Any good books on Lagrangian and Hamiltonian mechanics? I got Landau and Lifshitz series, is it any good?
>>8481046
>Landau and Lifshitz series
That or Susskind's Theoretical Minimum. Alternatively, start with Susskind and then just skim through LL: the former gives a really good overall summary, while the latter goes into some more details.
>>8481046
Foundations Of Mechanics by Ralph Abraham
Goldstein
it's T H I C C
but it's done right
>>8481199
Goldstein?
>>8481046
Landau and Lifshitz is kind of a meme. You definitely don't want to read that as an introduction, they're graduate level texts
>>8481046
I'm in second year and we use Analytical Mechanics, L.N. Hand and J.D. Finch
>>8481046
David Tong's lectures on classical mechanics are what I used.

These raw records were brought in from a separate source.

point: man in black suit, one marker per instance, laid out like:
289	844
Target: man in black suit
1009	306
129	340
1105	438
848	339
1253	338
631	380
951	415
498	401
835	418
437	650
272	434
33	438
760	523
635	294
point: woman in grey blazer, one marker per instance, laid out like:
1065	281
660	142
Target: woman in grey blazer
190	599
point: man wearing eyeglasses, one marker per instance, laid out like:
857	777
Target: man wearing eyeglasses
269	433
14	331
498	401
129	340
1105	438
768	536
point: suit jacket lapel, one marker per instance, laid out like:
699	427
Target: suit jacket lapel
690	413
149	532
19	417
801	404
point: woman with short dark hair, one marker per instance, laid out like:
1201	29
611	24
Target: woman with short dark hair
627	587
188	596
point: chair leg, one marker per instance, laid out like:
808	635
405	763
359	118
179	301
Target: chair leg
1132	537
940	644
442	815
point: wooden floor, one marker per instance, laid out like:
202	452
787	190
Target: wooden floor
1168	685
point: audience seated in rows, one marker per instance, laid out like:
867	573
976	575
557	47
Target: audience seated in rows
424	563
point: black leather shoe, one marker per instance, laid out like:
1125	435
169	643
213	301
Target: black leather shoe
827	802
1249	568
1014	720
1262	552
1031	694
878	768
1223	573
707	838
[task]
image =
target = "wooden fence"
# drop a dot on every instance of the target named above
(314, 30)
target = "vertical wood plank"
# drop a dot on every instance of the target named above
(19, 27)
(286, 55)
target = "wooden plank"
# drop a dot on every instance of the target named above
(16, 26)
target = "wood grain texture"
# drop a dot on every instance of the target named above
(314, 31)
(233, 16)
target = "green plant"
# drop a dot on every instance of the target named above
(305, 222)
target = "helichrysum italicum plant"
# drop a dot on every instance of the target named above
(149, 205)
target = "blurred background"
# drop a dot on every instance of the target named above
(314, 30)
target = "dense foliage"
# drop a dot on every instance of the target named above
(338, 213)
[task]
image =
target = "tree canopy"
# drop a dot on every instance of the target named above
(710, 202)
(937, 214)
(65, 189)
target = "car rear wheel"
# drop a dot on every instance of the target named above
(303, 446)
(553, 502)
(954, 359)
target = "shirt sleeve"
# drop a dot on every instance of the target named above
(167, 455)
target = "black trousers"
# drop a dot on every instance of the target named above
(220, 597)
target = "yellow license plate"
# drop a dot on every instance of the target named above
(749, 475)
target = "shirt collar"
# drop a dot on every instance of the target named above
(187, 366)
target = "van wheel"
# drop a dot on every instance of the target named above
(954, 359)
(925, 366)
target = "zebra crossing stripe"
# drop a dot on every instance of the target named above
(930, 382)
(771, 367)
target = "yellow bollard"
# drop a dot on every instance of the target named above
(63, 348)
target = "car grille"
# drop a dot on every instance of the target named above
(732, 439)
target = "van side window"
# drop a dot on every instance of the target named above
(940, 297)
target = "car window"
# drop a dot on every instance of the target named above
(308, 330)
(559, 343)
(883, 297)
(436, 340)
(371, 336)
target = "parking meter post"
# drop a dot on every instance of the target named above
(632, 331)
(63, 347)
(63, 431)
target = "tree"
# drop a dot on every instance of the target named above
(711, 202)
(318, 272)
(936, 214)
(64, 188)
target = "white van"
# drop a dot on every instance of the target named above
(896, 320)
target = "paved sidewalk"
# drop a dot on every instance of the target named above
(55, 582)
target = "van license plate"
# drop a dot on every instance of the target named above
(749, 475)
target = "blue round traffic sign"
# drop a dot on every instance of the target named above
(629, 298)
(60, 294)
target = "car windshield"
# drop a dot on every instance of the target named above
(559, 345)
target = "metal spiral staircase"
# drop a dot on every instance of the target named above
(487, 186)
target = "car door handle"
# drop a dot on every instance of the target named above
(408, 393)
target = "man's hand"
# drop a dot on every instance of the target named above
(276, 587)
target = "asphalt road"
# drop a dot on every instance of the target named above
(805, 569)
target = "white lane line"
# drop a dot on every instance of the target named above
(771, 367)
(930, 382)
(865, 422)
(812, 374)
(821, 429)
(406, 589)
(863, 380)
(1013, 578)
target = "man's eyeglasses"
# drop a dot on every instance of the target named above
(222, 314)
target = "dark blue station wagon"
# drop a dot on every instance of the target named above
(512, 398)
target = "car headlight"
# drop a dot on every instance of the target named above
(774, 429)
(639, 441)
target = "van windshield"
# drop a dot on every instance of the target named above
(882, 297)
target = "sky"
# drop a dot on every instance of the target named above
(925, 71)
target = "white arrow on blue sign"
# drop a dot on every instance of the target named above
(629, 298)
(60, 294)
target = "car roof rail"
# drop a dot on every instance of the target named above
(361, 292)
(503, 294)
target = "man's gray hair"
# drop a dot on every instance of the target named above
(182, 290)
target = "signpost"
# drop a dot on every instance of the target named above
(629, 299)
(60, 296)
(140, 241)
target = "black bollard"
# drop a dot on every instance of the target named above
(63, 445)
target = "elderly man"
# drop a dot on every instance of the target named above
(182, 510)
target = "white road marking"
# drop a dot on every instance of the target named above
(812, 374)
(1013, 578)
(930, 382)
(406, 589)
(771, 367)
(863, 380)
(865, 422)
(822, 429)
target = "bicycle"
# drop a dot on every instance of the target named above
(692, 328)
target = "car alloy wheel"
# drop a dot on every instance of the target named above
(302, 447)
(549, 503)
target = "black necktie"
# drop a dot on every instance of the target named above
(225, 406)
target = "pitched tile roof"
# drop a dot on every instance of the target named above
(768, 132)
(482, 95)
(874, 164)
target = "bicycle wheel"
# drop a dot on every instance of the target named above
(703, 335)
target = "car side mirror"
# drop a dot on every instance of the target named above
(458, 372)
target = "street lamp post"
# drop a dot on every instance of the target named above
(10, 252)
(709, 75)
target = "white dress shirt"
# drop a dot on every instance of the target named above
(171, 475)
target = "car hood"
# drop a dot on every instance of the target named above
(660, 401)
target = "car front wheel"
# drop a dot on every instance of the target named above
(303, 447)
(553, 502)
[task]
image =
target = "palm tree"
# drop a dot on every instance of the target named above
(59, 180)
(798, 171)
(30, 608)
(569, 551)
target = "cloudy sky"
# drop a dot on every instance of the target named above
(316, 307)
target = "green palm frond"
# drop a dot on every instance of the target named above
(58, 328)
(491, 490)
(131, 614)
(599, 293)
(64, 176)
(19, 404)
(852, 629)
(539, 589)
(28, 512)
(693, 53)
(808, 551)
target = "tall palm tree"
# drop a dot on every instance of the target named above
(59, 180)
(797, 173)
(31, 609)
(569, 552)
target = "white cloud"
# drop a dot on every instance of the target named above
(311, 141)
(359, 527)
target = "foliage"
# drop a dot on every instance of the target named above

Nice and quick and easy to understand.
http://www.damtp.cam.ac.uk/user/tong/dynamics.html
For an introduction to Lagrangian/Hamiltonian mechanics, take a look at Taylor's Classical Mechanics and Susskind's Theoretical Minimum. Susskind's chapter on the symmetries of a physical system is particularly important and underlies much (if not all) of modern day physics.
For more advanced, graduate-level books, you can try Goldstein and, in a different way, Landau/Lifschitz. I found Landau's first chapter particularly lucid. The way he derives the conserved quantities of classical mechanics is quite stunning.